Daniel et Yasmin, eux, ont pris l’habitude de s’ouvrir et de se confier toujours plus. L’aîné, autrefois impressionné par son père, ressentait la même émotion à devoir parler à son papa qu’en public. «Puis un lien de confiance s’est établi». De même pour Yasmin : «Quand j’étais petite, ces “entretiens” me faisaient un peu peur, car je savais que je devais avouer certaines choses. Puis, avec le temps, j’ai compris que je devais moi-même prendre l’initiative d’aborder des sujets sensibles». Sur les relations gars-filles, par exemple… La première fois qu’une histoire de cœur a fait irruption dans la vie de Yasmin, elle a préféré le garder pour elle. «Et le résultat a été catastrophique. Alors depuis, j’ai compris la nécessité de me confier aussi sur ces sujets-là». Daniel, malicieux, ajoute : «Il y avait parfois une certaine intrusion de la part de papa…». Sans rancune ! Et le jeune homme d’ajouter que, sur le plan
spirituel notamment, ces entretiens personnalisés ont eu un impact important : «J’ai retenu plusieurs principes utiles, par exemple sur la manière de lire la Bible.»
Se confier au père plutôt qu’aux copains
Daniel et Yasmin ne se rappellent pas avec précision du contenu de tous ces rendez-vous, mais ils sont unanimes sur une chose : «Avec du recul, je me demande où j’en serais maintenant s’ils n’avaient pas eu lieu.»
Un lien de confiance s’est créé. Si bien qu’aujourd’hui, alors que la formule officielle a laissé place à des discussions spontanées, les deux aînés, aujourd’hui adultes, font souvent le premier pas pour demander conseil à leur père. Lequel s’en réjouit : «L’entretien a été un moteur pour la communication dans la famille. Il était important que mes enfants apprennent à confier leurs préoccupations à leur père plutôt qu’à leurs copains. C’est au père qu’il revient de donner la morale qui régira certains comportements, non pas à des copains inexpérimentés…».
Yasmin est du même avis : «Peut-être que nos amis sont plus complaisants avec nous, mais ils nous disent ce que nous avons envie d’entendre, pas ce que nous avons besoin d’entendre.»
«Papa, tu as tort !»
Et la communication va dans les deux sens. Yasmin et Daniel ont toujours su qu’ils pouvaient, dans le cadre de ces entretiens, dire eux aussi leurs quatre vérités. Fabio laisse d’ailleurs la porte ouverte : «Je termine toujours la discussion en demandant à mes enfants s’ils ont quelque chose à me reprocher, s’ils ont remarqué des choses blessantes dans mon comportement. Je me souviens très bien que Daniel, alors âgé de huit ans, m’a fait un reproche qui m’a poussé à demander pardon et à changer d’attitude.»
Education complémentaire
Et la maman, dans tout ça ? Claire-Lise observe que le dialogue entre Fabio et leurs enfants est sorti gagnant de ces entretiens, qui ont amené à une relation de transparence. «Sinon, Fabio serait venu plus souvent vers moi pour me tirer les vers du nez.»

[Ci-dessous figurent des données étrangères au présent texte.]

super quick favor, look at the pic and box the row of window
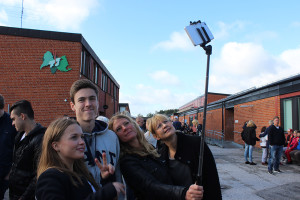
[80,48,118,100]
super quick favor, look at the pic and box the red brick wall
[233,96,280,146]
[1,33,121,126]
[207,94,228,104]
[205,108,223,131]
[0,34,81,127]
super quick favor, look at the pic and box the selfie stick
[184,20,213,186]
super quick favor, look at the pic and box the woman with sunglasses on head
[108,113,203,200]
[36,118,124,200]
[148,114,222,200]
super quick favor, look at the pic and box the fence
[204,130,224,148]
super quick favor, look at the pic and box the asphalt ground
[209,143,300,200]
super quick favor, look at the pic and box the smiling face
[52,123,85,166]
[112,117,138,144]
[70,88,99,124]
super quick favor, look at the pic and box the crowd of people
[0,79,222,200]
[241,116,300,174]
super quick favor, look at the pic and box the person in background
[268,116,285,174]
[135,116,146,132]
[36,118,124,200]
[284,131,299,164]
[0,94,17,200]
[96,116,109,124]
[259,126,268,165]
[285,128,294,148]
[191,119,202,135]
[9,100,46,200]
[289,131,300,163]
[144,118,158,149]
[172,116,182,131]
[242,120,259,165]
[108,113,204,200]
[148,114,222,200]
[282,129,294,162]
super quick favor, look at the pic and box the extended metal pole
[196,45,212,186]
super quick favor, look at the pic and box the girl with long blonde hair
[36,117,124,200]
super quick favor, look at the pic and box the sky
[1,0,300,116]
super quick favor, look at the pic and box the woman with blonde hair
[148,114,221,200]
[36,118,124,200]
[108,113,203,200]
[242,120,259,165]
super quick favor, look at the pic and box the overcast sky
[1,0,300,116]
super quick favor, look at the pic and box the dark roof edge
[0,25,82,42]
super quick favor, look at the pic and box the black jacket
[159,132,222,200]
[0,112,17,169]
[243,126,259,145]
[120,154,187,200]
[36,168,117,200]
[9,123,46,200]
[268,125,285,146]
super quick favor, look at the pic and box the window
[114,85,117,99]
[102,73,107,92]
[281,96,300,131]
[283,99,293,131]
[81,50,86,75]
[94,64,98,84]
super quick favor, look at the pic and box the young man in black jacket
[9,100,46,200]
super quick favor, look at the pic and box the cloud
[119,84,197,116]
[0,0,99,30]
[209,42,300,94]
[245,30,278,43]
[152,31,194,51]
[0,9,8,25]
[149,70,180,85]
[214,21,246,40]
[291,21,300,28]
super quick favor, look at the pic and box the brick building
[0,26,120,127]
[176,75,300,147]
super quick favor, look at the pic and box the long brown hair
[108,113,159,158]
[37,118,99,189]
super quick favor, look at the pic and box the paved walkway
[209,143,300,200]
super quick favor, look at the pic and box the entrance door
[225,108,234,141]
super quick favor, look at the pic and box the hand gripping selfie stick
[185,20,214,186]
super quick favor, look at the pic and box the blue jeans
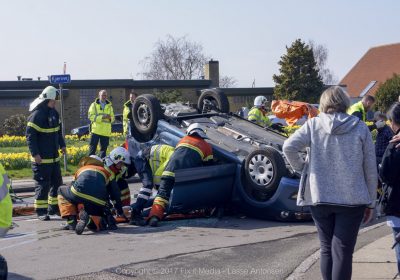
[392,227,400,273]
[310,205,365,280]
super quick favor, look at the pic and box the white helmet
[254,96,267,107]
[186,123,208,139]
[29,86,59,111]
[108,147,131,165]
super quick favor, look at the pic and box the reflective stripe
[150,145,162,173]
[0,175,8,201]
[70,186,106,206]
[162,171,175,177]
[154,196,168,207]
[47,196,58,205]
[177,143,205,159]
[120,188,130,195]
[104,166,116,181]
[34,199,48,209]
[137,193,150,200]
[76,166,110,184]
[30,157,60,164]
[121,194,130,200]
[27,122,60,133]
[204,155,214,161]
[139,187,152,194]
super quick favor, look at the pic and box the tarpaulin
[271,100,319,126]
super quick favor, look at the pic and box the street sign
[50,74,71,84]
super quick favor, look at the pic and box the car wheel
[244,147,287,201]
[132,94,161,141]
[197,89,230,113]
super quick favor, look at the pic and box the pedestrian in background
[123,89,137,136]
[283,86,377,280]
[374,111,393,165]
[379,102,400,276]
[26,86,66,221]
[88,89,114,158]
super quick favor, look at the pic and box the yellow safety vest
[0,163,12,231]
[149,145,175,185]
[123,100,132,136]
[88,99,115,137]
[248,107,272,127]
[347,101,366,121]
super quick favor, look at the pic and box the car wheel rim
[137,104,150,126]
[248,154,274,186]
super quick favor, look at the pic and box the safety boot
[106,214,118,230]
[129,208,146,226]
[61,215,77,230]
[75,209,90,235]
[38,215,50,221]
[148,204,165,227]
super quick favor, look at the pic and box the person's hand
[375,120,385,129]
[34,154,42,164]
[362,208,374,225]
[61,147,66,154]
[390,133,400,149]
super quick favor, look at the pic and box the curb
[285,221,386,280]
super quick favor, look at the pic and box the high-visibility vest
[123,100,132,136]
[347,101,366,122]
[0,163,12,233]
[149,145,175,185]
[88,99,115,136]
[248,107,272,127]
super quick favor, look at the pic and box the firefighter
[0,163,12,279]
[122,90,137,136]
[248,96,272,127]
[147,123,213,227]
[88,89,115,158]
[26,86,66,221]
[57,147,129,235]
[129,144,175,226]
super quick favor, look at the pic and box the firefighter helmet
[186,123,208,139]
[254,96,267,107]
[29,86,59,111]
[108,147,131,165]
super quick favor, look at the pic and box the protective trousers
[32,162,62,216]
[117,179,131,206]
[132,160,153,212]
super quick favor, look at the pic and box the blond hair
[319,86,351,114]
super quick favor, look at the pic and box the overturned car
[127,89,310,221]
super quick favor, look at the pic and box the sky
[0,0,399,87]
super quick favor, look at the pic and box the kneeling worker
[129,143,175,226]
[248,96,272,127]
[58,147,130,234]
[147,123,213,226]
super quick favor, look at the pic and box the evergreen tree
[273,39,324,103]
[375,74,400,112]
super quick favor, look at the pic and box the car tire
[243,147,287,200]
[197,89,230,113]
[132,94,161,141]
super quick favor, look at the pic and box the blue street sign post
[50,73,71,171]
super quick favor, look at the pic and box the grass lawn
[8,165,77,180]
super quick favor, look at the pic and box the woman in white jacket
[283,86,377,280]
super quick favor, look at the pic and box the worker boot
[148,204,165,227]
[75,209,90,235]
[129,208,146,226]
[61,215,77,230]
[38,214,50,221]
[106,214,118,230]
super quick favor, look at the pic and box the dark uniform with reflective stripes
[26,102,66,216]
[151,136,213,214]
[58,165,123,217]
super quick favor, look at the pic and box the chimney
[204,60,219,87]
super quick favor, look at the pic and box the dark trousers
[0,254,7,280]
[32,162,62,216]
[392,227,400,273]
[310,205,365,280]
[132,160,154,212]
[89,133,109,159]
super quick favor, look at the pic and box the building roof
[340,43,400,98]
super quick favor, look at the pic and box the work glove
[375,120,386,129]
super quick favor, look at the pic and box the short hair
[130,90,137,97]
[362,95,375,103]
[99,89,107,96]
[374,111,387,121]
[319,86,351,114]
[387,102,400,126]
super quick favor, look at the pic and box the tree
[375,74,400,112]
[3,114,27,136]
[273,39,324,103]
[308,40,338,85]
[219,75,238,88]
[141,35,208,80]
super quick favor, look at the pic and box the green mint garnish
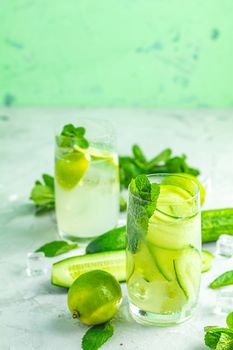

Mais elle n’a jamais été mise à l’écart de cette communication familiale, les enfants ayant même naturellement moins de crainte à lui confier certaines choses. «J’ai toujours eu tendance à protéger mes enfants et à leur trouver des circonstances atténuantes. Fabio est plus direct. Les deux sont nécessaires dans l’éducation». Fabio est bien conscient que sa façon d’encourager est un peu plus «virile». Il n’est pas du genre à s’apitoyer sur le sort de ses enfants. Il l’assume, même s’il reconnaît avoir peut-être quelques progrès à faire en la matière.
Il conclut par ces mots : «Ces rendez-vous font partie d’un contexte, ils ne sont pas la recette à “fabriquer” des enfants corrects. Il faut y ajouter la prière, l’éducation, les encouragements, la correction et le jeu.»